JavaScript, Emscripten, and the Atom D2700
Lately I've been doing some work with Emscripten. As predicted, the quality of Emscripten's generated code is improving and JITs are learning to understand its generated code. I have high hopes for asm.js, a formalization of high-performance, low-level JavaScript. I now believe it's conceivable that Emscripten could approach the same level of performance as PNaCl, though whether that happens remains to be seen.
However, having a rough understanding of how today's JavaScript JITs work, I've always wondered whether Emscripten-generated code would be especially penalized relative to native code on an in-order core like Intel Atom. Having recently built an Intel Atom home server, I figured I'd update my recent Emscripten skinning benchmark results and find out.
First I'll describe the hardware. The CPU is an Atom D2700 on the Intel D2700DC board. 1066 MHz DDR3 memory. Two cores hyperthreaded. Running Ubuntu 12.04 Server. Firefox and Chromium packages are stock. Node.js and clang 3.1 are x64 Linux binaries downloaded from their respective websites. Emscripten is commit 26250471b46a68204711f037f33790bfb4ba37c7 in the master branch.
Now the results. Remember there are three JavaScript implementations: hand-written JS with untyped arrays and objects "untyped", hand-written JS with typed arrays "typed arrays", and Emscripten-compiled C++ "scalar". Emscripten's compiler was invoked with -O1. I saw significant performance drop-offs with -O2 and -O3.
Language | Compiler | Variant | Vertex Rate | Slowdown |
---|---|---|---|---|
C++ | gcc 4.6.3 -O3 | SSE | 24040000 | 1 |
C++ | clang 3.1 -O3 | SSE | 22530000 | 1.07 |
C++ | gcc 4.6.3 -O3 | scalar | 18730000 | 1.28 |
C++ | clang 3.1 -O3 | scalar | 13040000 | 1.84 |
JavaScript | Chromium 20.0 | untyped | 3150000 | 7.63 |
JavaScript | Firefox 17 | typed arrays | 2437562 | 9.86 |
JavaScript | Firefox 17 | untyped | 1084577 | 22.2 |
Emscripten | Firefox 17 | scalar | 944333 | 25.5 |
JavaScript | Chromium 20.0 | typed arrays | 807577 | 29.8 |
Emscripten | node 0.8.14 | scalar | 679802 | 35.4 |
Emscripten | Chromium 20.0 | scalar | 677966 | 35.5 |
Based on the previous benchmark results and my recent experience with Emscripten, it appears that JavaScript JITted code indeed has a penalty relative native code on in-order cores, or at least the Atom D2700.
Next time I hope to update these benchmarks on a high-end desktop CPU.
As always, if you'd like to reproduce these results or question them, the code is available on my github.
The optimized_emscripten.sh file has outdated optimization settings for emscripten.
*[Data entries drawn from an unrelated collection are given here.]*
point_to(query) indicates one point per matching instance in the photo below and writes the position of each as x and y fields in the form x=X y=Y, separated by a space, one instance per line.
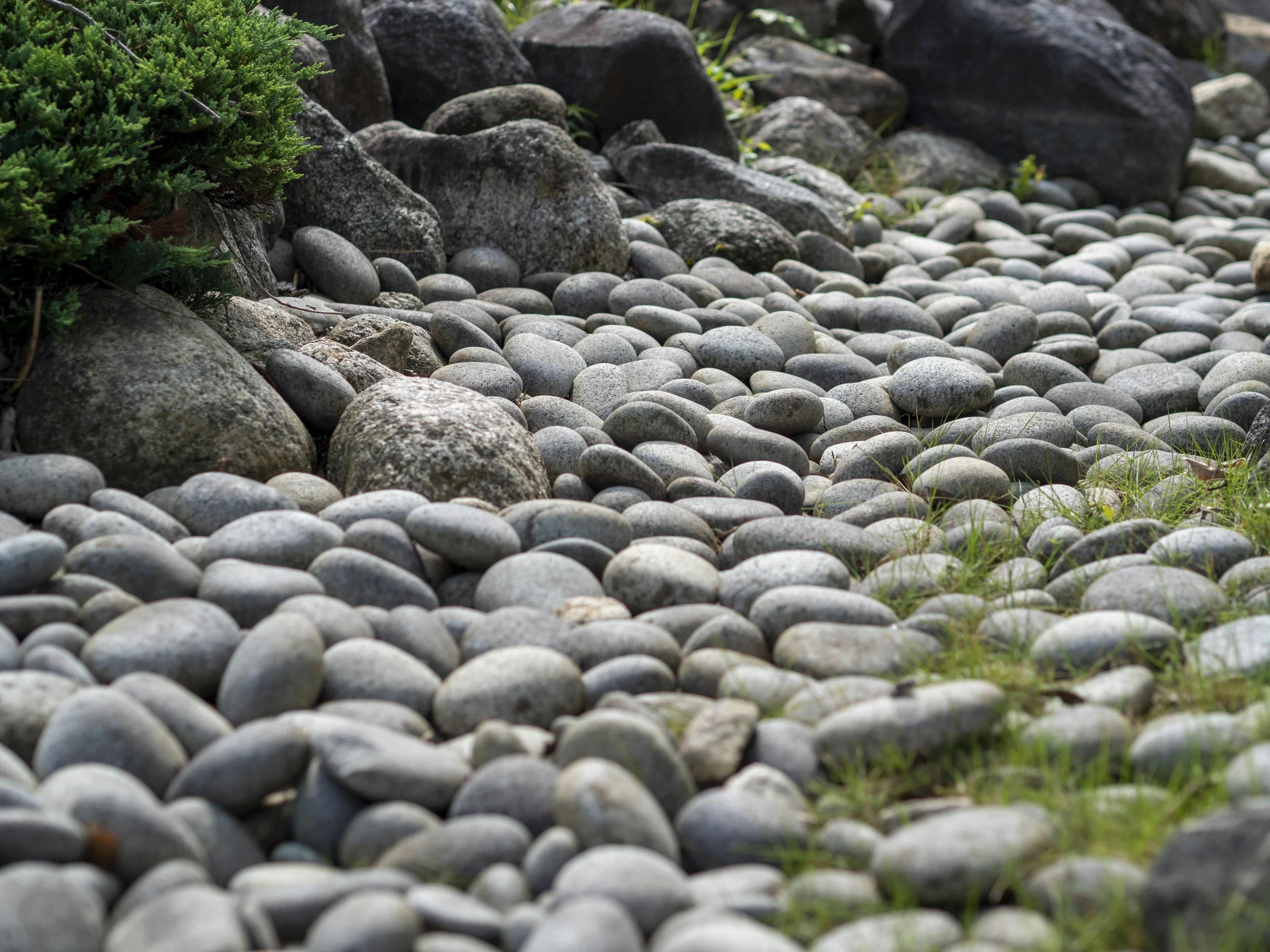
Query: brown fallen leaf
x=1206 y=473
x=1067 y=697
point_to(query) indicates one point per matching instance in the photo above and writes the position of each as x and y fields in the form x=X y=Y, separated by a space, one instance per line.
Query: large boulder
x=523 y=187
x=258 y=328
x=628 y=65
x=785 y=68
x=813 y=178
x=357 y=89
x=437 y=50
x=239 y=233
x=808 y=130
x=700 y=228
x=1231 y=106
x=151 y=395
x=1089 y=98
x=345 y=190
x=1248 y=40
x=1179 y=26
x=1211 y=884
x=667 y=173
x=937 y=160
x=437 y=440
x=487 y=108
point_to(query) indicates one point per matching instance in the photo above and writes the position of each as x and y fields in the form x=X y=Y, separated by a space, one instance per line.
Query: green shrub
x=95 y=145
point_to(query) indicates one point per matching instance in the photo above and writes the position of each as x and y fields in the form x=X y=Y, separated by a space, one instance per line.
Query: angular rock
x=627 y=68
x=549 y=209
x=345 y=190
x=667 y=173
x=435 y=438
x=434 y=53
x=1129 y=93
x=784 y=68
x=150 y=353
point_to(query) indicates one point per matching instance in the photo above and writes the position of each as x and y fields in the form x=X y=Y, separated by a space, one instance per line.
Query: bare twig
x=31 y=352
x=75 y=12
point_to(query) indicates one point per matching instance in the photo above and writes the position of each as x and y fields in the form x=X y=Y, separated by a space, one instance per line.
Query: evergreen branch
x=75 y=12
x=31 y=351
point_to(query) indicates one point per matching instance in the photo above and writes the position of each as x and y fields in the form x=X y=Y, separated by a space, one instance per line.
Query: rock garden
x=634 y=478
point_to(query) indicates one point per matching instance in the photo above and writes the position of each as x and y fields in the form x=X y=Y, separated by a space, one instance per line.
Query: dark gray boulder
x=523 y=187
x=1179 y=26
x=488 y=108
x=151 y=395
x=1211 y=884
x=345 y=190
x=1087 y=97
x=234 y=231
x=700 y=228
x=667 y=173
x=628 y=65
x=435 y=438
x=437 y=50
x=785 y=68
x=937 y=160
x=357 y=91
x=812 y=131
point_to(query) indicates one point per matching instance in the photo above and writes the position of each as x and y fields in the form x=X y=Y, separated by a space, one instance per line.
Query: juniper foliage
x=95 y=146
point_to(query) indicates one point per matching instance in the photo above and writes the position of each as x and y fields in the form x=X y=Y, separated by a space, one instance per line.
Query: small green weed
x=1027 y=178
x=578 y=119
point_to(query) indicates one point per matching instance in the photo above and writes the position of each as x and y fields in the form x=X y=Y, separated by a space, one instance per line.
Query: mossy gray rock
x=523 y=187
x=151 y=395
x=437 y=440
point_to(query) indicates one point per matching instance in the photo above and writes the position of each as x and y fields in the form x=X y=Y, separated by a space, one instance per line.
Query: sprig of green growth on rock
x=1027 y=178
x=98 y=140
x=736 y=92
x=578 y=117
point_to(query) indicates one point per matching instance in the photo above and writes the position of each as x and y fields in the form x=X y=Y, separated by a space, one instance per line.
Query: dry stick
x=31 y=352
x=75 y=12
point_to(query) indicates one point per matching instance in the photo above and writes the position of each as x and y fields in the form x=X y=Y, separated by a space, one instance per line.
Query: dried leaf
x=102 y=846
x=1205 y=471
x=1067 y=697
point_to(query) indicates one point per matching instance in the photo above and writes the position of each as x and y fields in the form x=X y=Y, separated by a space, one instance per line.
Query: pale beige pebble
x=583 y=610
x=714 y=742
x=476 y=503
x=312 y=493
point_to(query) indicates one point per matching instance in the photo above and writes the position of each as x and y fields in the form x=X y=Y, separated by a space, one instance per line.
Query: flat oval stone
x=149 y=569
x=463 y=535
x=32 y=485
x=383 y=765
x=362 y=579
x=651 y=887
x=939 y=388
x=520 y=685
x=929 y=720
x=239 y=771
x=187 y=640
x=1209 y=551
x=827 y=649
x=605 y=804
x=728 y=827
x=121 y=807
x=1102 y=639
x=958 y=479
x=960 y=853
x=107 y=727
x=1159 y=389
x=1081 y=735
x=536 y=580
x=1170 y=595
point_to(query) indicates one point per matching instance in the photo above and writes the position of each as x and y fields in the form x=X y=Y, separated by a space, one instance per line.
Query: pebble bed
x=242 y=716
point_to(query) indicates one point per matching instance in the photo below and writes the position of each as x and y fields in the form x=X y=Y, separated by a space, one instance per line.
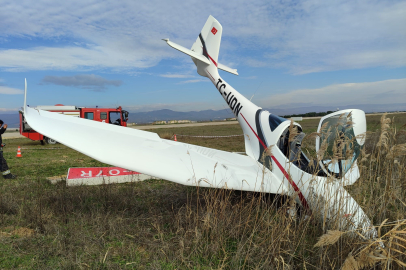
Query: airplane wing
x=147 y=153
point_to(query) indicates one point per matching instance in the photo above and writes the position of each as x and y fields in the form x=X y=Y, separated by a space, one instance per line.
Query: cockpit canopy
x=340 y=140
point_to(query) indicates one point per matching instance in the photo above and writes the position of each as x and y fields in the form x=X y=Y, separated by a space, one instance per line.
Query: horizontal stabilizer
x=225 y=68
x=188 y=52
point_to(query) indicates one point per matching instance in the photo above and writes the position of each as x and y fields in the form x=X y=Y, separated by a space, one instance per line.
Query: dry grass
x=161 y=225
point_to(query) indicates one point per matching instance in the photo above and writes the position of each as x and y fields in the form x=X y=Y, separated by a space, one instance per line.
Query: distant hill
x=206 y=115
x=165 y=115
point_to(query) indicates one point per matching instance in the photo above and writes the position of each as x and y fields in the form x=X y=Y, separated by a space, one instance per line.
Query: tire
x=50 y=141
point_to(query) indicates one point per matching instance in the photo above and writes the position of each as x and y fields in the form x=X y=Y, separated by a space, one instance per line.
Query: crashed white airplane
x=284 y=169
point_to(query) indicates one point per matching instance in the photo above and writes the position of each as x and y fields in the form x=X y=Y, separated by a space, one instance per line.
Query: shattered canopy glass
x=338 y=146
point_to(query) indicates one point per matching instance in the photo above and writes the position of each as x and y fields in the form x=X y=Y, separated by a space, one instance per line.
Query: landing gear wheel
x=50 y=141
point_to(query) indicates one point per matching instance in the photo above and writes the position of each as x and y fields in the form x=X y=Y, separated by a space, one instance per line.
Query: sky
x=288 y=53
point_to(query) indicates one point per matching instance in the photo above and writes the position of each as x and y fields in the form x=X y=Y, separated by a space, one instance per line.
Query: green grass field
x=157 y=224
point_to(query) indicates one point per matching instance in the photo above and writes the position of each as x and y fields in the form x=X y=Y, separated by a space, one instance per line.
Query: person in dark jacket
x=5 y=171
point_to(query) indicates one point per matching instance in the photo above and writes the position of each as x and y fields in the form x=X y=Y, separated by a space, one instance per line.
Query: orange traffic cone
x=19 y=152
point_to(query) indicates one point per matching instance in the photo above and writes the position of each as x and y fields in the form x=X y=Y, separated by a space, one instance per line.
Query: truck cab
x=116 y=116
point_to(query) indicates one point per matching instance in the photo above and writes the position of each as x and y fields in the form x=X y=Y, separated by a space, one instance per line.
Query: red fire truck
x=116 y=116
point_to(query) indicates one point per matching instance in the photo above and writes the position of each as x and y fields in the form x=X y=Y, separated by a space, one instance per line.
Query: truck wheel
x=50 y=141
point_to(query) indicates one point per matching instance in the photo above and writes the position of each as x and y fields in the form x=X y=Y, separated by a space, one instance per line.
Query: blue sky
x=288 y=53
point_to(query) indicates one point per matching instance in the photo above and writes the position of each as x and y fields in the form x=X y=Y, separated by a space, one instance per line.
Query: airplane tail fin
x=205 y=50
x=209 y=39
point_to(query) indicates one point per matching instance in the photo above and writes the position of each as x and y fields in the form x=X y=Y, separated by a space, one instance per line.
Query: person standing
x=5 y=171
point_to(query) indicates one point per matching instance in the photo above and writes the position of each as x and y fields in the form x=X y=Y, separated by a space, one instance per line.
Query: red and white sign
x=78 y=173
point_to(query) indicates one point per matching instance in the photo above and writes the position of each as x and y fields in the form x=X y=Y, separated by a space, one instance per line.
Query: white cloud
x=171 y=75
x=193 y=81
x=5 y=90
x=380 y=92
x=301 y=36
x=85 y=81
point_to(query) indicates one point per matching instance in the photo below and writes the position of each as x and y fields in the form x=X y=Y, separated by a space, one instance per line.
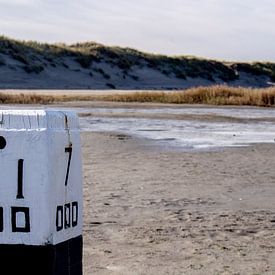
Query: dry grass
x=214 y=95
x=22 y=98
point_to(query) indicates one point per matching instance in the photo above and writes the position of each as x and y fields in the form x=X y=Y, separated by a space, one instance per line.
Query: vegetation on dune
x=214 y=95
x=34 y=57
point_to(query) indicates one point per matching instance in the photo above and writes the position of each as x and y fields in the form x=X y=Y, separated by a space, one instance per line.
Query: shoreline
x=168 y=212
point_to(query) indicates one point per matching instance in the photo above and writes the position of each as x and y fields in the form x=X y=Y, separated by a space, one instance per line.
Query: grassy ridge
x=34 y=58
x=215 y=95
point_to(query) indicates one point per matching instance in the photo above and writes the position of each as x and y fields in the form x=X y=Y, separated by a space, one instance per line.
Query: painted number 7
x=70 y=151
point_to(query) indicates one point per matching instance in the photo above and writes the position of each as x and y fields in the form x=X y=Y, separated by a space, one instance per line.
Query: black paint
x=67 y=215
x=1 y=219
x=26 y=211
x=68 y=150
x=20 y=179
x=74 y=213
x=59 y=218
x=62 y=259
x=3 y=142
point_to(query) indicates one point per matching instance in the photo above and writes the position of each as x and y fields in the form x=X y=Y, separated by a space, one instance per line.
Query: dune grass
x=214 y=95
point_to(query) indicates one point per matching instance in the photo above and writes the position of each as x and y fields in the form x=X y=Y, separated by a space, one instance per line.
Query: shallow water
x=187 y=134
x=192 y=134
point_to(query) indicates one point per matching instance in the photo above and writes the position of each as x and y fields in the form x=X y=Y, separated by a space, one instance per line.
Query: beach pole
x=40 y=193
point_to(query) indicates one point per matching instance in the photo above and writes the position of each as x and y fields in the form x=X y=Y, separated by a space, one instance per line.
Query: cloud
x=225 y=29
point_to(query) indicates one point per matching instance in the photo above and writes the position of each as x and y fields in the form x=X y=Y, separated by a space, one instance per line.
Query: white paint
x=40 y=138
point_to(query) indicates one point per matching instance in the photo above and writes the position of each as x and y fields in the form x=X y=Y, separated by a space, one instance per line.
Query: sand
x=149 y=210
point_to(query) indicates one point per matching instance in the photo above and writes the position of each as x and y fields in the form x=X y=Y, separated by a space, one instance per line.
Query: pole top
x=17 y=119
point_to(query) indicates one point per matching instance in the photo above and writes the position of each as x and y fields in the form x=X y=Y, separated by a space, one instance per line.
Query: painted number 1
x=68 y=150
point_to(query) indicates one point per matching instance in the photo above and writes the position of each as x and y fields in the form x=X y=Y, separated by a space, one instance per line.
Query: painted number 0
x=70 y=151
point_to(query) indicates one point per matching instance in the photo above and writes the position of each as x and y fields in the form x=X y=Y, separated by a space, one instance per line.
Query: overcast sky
x=222 y=29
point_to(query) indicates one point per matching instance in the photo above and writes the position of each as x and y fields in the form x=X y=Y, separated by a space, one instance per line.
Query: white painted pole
x=40 y=192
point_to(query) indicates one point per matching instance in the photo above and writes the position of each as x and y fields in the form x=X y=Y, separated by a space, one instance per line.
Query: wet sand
x=155 y=211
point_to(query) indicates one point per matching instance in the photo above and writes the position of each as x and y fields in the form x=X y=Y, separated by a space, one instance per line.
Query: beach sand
x=149 y=210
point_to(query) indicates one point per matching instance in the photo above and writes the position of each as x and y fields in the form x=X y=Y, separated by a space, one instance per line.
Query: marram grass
x=214 y=95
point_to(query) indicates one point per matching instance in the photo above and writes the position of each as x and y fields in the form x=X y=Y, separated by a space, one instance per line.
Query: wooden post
x=40 y=193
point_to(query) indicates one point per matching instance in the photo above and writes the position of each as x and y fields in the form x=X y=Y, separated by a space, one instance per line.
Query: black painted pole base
x=62 y=259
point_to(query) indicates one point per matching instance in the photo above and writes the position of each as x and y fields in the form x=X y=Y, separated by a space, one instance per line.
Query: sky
x=233 y=30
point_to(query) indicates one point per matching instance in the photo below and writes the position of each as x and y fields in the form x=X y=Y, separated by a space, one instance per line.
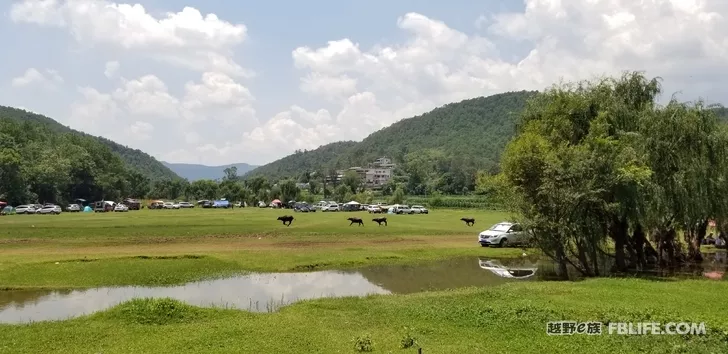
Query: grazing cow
x=356 y=221
x=469 y=221
x=286 y=219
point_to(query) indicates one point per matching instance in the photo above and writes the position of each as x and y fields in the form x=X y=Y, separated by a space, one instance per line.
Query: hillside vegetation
x=315 y=160
x=134 y=159
x=473 y=132
x=439 y=151
x=40 y=165
x=194 y=172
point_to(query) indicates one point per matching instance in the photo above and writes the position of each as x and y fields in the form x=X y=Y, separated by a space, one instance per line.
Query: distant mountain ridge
x=134 y=159
x=470 y=133
x=193 y=172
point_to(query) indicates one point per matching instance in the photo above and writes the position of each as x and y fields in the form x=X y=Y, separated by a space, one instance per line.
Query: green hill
x=134 y=159
x=194 y=172
x=321 y=159
x=470 y=134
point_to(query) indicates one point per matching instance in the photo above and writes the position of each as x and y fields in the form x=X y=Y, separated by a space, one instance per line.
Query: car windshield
x=500 y=227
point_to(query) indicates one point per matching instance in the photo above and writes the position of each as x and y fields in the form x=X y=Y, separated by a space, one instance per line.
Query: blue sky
x=259 y=80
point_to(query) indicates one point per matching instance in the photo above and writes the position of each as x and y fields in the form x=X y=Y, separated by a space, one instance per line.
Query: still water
x=263 y=292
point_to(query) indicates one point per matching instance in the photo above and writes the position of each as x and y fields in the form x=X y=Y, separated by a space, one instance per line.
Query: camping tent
x=7 y=210
x=351 y=206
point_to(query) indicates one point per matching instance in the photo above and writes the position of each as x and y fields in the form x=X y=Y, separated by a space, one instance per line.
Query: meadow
x=164 y=247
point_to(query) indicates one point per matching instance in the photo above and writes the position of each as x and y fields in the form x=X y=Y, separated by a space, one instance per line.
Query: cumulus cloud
x=112 y=68
x=352 y=90
x=32 y=76
x=186 y=38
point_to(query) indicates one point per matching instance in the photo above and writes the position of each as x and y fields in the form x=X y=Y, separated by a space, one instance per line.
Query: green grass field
x=507 y=319
x=165 y=247
x=160 y=247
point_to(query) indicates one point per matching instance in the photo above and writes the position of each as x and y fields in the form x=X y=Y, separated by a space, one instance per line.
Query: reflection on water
x=268 y=292
x=255 y=292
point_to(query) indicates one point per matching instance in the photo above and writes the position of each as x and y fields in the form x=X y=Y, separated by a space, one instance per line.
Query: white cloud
x=141 y=130
x=147 y=96
x=186 y=38
x=32 y=76
x=112 y=68
x=329 y=87
x=134 y=110
x=359 y=90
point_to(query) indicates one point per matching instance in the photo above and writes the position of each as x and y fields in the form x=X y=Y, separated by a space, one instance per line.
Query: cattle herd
x=288 y=219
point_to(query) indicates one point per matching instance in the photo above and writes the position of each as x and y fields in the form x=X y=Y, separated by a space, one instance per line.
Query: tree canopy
x=601 y=161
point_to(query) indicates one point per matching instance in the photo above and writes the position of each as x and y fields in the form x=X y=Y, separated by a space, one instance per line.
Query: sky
x=216 y=82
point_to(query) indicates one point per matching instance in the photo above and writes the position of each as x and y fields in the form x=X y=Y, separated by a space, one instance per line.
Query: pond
x=266 y=292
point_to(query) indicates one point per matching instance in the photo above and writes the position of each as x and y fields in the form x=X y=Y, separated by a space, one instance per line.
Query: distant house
x=374 y=176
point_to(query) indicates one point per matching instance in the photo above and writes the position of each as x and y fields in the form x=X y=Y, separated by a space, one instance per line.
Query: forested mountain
x=319 y=159
x=193 y=172
x=445 y=146
x=39 y=164
x=133 y=158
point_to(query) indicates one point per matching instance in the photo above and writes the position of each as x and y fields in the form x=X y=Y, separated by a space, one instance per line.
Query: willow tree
x=599 y=163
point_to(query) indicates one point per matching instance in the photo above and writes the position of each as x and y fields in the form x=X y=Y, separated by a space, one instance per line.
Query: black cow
x=286 y=219
x=469 y=221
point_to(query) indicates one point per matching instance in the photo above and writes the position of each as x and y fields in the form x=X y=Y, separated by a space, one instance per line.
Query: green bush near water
x=507 y=319
x=152 y=311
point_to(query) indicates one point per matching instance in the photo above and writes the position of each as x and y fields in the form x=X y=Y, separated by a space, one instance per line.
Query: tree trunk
x=561 y=260
x=618 y=233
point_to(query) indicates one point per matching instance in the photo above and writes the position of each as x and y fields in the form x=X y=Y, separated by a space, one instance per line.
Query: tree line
x=600 y=171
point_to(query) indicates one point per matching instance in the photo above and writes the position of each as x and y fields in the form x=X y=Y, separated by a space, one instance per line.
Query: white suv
x=49 y=209
x=419 y=209
x=402 y=209
x=330 y=207
x=502 y=234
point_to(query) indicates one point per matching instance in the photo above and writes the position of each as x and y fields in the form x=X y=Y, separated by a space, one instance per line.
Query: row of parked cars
x=160 y=204
x=38 y=209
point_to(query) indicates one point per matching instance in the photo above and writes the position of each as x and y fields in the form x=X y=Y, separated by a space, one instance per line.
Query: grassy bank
x=163 y=247
x=507 y=319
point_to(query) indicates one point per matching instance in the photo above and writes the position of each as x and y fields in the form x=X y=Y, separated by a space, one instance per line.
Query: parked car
x=49 y=209
x=103 y=206
x=401 y=209
x=24 y=209
x=503 y=234
x=304 y=208
x=374 y=209
x=132 y=204
x=7 y=210
x=330 y=207
x=121 y=207
x=157 y=204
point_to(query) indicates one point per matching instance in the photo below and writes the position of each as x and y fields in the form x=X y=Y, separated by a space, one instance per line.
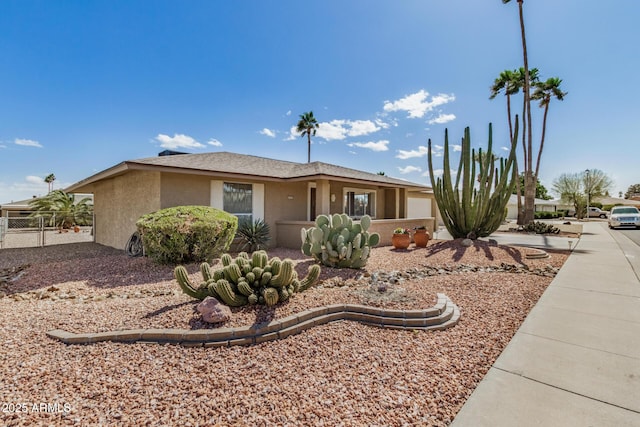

It manually specifies some settings that used to make sense but today would be done better, and automatically, by emcc. In particular the JS optimizer is not run at all.
Also, that uses typed arrays 1 and not 2. Only 2 allows full LLVM optimizations.
Oops, I'll kill optimized_emscripten.sh. I was using emcc -O1 for the benchmarks. -O2 was half the speed. I'll automate the build and test scripts shortly so you can reproduce my results.
-O2 was half the speed of -O1? That is really bizarre. Will investigate when you upload those scripts.
Can web browsers handle multiple platforms like asm.js and PPNaCl?
They encourage diversity of code while also ensuring there's no fragmentation on the web. They are fast!
They are both the founding technologies of the next generation of the internet.
But how many of these sandboxed universal platforms can a browser handle without causing slowdowns?